Biraz düşünerek “Hayır” dedim.
İkimiz de şöyle taş gibi kaldık.
Biraz sonra konuştum;
“Siz de Orhan Pamuk değilsiniz.”
Bir dönem sık sık bu öyküyü anımsardım, beni Orhan Pamuk zannedip hitap eden kişilere “Ben Orhan Pamuk değilim!” diyerek onları inandırmaya çalışırken.
Orhan Pamuk’a ilk benzetilmem Taipei Şiir Festivali sırasında yaşanmıştı. Ülkenin kurucusu Çan Kay Şek Anıt Mezarı’nı ziyaret etmiş, görkemli merdivenlerden iniyorduk ki kalabalık bir turist grubu bana el sallamaya başladı. Önce üzerime alınmadım ama mihmandarım size sesleniyorlar deyince ilgisiz kalamadım. 10-15 kişilik bir Türk turist grubuydu bu. Elinde fotoğraf makinesi olan bir adam yanıma gelip “Sizinle bir fotoğraf çektirebilir miyiz Orhan Bey?” diye sordu.

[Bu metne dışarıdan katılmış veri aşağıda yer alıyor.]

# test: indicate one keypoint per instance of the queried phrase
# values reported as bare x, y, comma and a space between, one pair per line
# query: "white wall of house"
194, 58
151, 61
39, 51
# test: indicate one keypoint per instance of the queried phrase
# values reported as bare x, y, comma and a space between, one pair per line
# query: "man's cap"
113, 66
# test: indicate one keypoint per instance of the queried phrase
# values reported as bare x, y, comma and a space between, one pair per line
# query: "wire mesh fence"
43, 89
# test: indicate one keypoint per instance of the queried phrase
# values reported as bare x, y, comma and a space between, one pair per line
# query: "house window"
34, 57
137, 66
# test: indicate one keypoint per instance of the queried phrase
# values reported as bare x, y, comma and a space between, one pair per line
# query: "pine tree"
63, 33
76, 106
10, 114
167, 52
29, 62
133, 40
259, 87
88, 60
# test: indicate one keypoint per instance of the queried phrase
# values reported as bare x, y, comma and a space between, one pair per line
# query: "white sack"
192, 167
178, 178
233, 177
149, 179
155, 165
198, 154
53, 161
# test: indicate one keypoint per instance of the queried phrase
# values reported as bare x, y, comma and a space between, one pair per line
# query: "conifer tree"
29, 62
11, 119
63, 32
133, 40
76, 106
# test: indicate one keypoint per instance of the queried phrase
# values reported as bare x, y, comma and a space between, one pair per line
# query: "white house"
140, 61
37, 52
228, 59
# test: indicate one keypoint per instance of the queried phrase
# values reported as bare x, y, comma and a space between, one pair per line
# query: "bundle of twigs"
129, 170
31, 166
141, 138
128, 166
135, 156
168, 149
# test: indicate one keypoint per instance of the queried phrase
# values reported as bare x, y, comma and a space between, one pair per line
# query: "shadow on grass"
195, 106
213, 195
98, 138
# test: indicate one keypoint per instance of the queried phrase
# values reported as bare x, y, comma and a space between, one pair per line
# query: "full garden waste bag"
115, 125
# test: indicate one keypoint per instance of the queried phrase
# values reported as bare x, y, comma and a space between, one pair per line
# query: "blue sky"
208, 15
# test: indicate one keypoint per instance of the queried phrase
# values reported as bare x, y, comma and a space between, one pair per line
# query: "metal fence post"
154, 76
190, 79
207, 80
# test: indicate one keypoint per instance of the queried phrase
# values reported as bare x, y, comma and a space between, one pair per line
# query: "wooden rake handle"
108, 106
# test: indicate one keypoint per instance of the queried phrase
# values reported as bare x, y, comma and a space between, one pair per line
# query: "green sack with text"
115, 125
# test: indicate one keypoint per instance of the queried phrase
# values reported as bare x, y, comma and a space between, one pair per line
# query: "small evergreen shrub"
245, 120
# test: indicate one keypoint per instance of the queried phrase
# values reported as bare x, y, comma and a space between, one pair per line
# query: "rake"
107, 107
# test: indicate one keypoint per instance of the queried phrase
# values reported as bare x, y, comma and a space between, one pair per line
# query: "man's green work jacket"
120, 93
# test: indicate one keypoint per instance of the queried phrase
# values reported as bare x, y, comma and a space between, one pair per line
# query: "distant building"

“Adım Orhan değil, Metin Celâl,” diye cevap verdim.
Adam “Orhan Pamuk’a o kadar çok benziyorsunuz ki!” diye karşılık verdi özür diler bir ifadeyle. O sırada gruptan başka biri, “Ama biz sizin de okurunuz Metin Bey” diye karşılık verdi. Cumhuriyet Kitap’taki yazılarımı okuyorlarmış. Anıtın önünde birlikte fotoğraf çektirip vedalaştık.

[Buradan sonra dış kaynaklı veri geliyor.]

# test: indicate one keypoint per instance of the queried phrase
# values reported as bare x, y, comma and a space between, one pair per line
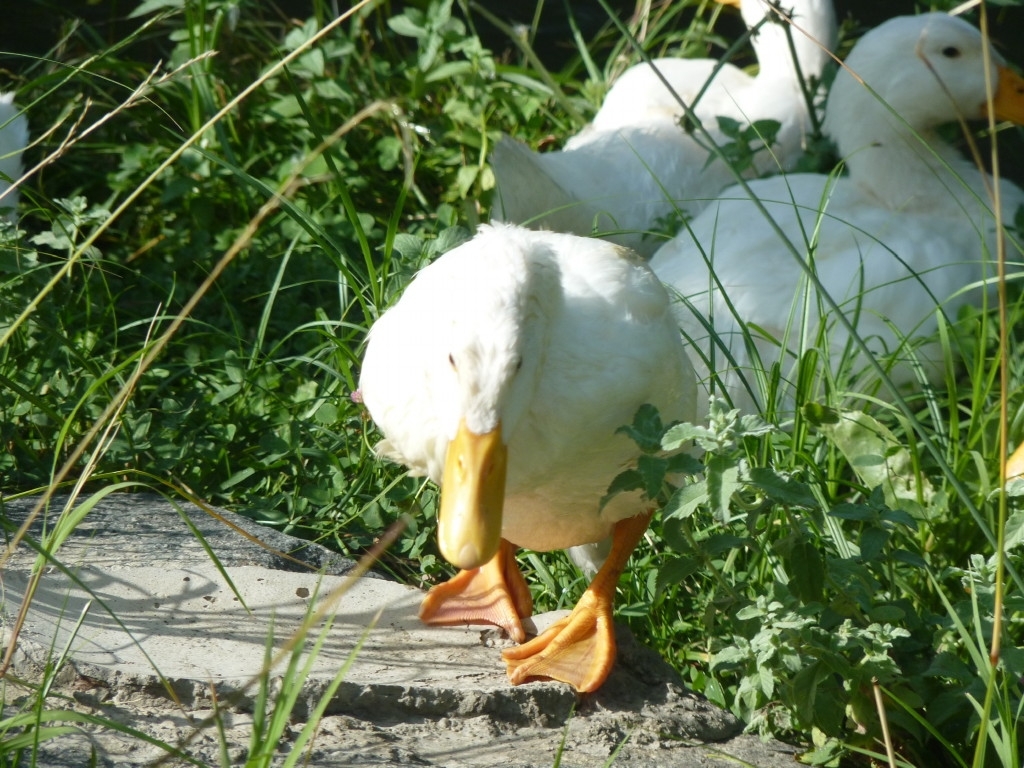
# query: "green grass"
205, 244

O günden sonra sık sık Orhan Pamuk’a benzetilmeye başladım. Sanırım saç tıraşım, gözlük çerçevelerim, uzun boylu ve zayıf oluşum bu benzetmenin nedeniydi. Sevdiğim bir yazara benzetilmenin bir zararı yok diye düşünüyordum.
Orhan Pamuk’a benzetilmenin tehlikeli bir şey olduğunu öğrenmek için Frankfurt Kitap Fuarı’na gitmem gerekiyormuş. 2005’de Orhan Pamuk, Almanya Yayıncılar Birliği’nin Barış Ödülü’nü kazanmıştı. Fuarda Orhan Pamuk’un bir basın toplantısı olacaktı. Ödül töreni de fuarın son günü Frankfurt merkezindeki St. Paul Kilisesi’nde yapılacaktı.

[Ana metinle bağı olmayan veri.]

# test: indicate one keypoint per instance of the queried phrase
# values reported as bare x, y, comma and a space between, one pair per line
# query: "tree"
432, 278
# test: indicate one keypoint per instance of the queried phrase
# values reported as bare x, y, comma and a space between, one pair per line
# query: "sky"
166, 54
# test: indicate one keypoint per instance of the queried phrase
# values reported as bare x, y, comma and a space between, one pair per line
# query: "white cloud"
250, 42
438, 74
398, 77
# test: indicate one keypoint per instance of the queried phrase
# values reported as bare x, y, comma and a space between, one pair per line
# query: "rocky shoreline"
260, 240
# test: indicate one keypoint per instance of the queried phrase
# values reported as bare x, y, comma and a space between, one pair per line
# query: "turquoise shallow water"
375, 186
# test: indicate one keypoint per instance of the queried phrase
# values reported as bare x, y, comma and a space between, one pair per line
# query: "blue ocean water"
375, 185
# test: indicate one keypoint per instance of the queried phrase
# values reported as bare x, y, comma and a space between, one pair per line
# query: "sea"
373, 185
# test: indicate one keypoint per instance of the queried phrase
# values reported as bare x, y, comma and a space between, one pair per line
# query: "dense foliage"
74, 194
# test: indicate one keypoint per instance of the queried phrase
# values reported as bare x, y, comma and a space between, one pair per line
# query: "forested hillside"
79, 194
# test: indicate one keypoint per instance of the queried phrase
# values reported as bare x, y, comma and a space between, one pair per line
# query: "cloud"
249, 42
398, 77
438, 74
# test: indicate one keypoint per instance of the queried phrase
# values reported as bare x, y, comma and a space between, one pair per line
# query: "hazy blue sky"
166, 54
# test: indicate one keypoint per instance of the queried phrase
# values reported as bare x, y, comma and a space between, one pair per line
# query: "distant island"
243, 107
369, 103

Fuarda Türkiye ulusal standı da vardı ve stantta görevliydim. Fuarın birçok yerine olduğu gibi bizim standın girişinin iki yanına da Orhan Pamuk’un posterlerini asılıydı. Daha fuarın ilk gününden itibaren astığımız posterler yırtılmaya başladı. Birileri posterleri yırtıyor, biz de yeniden asıyorduk. Sonunda baktılar biz posterleri asmaktan vazgeçmeyeceğiz, sözlü saldırılarda bulunmaya başladılar.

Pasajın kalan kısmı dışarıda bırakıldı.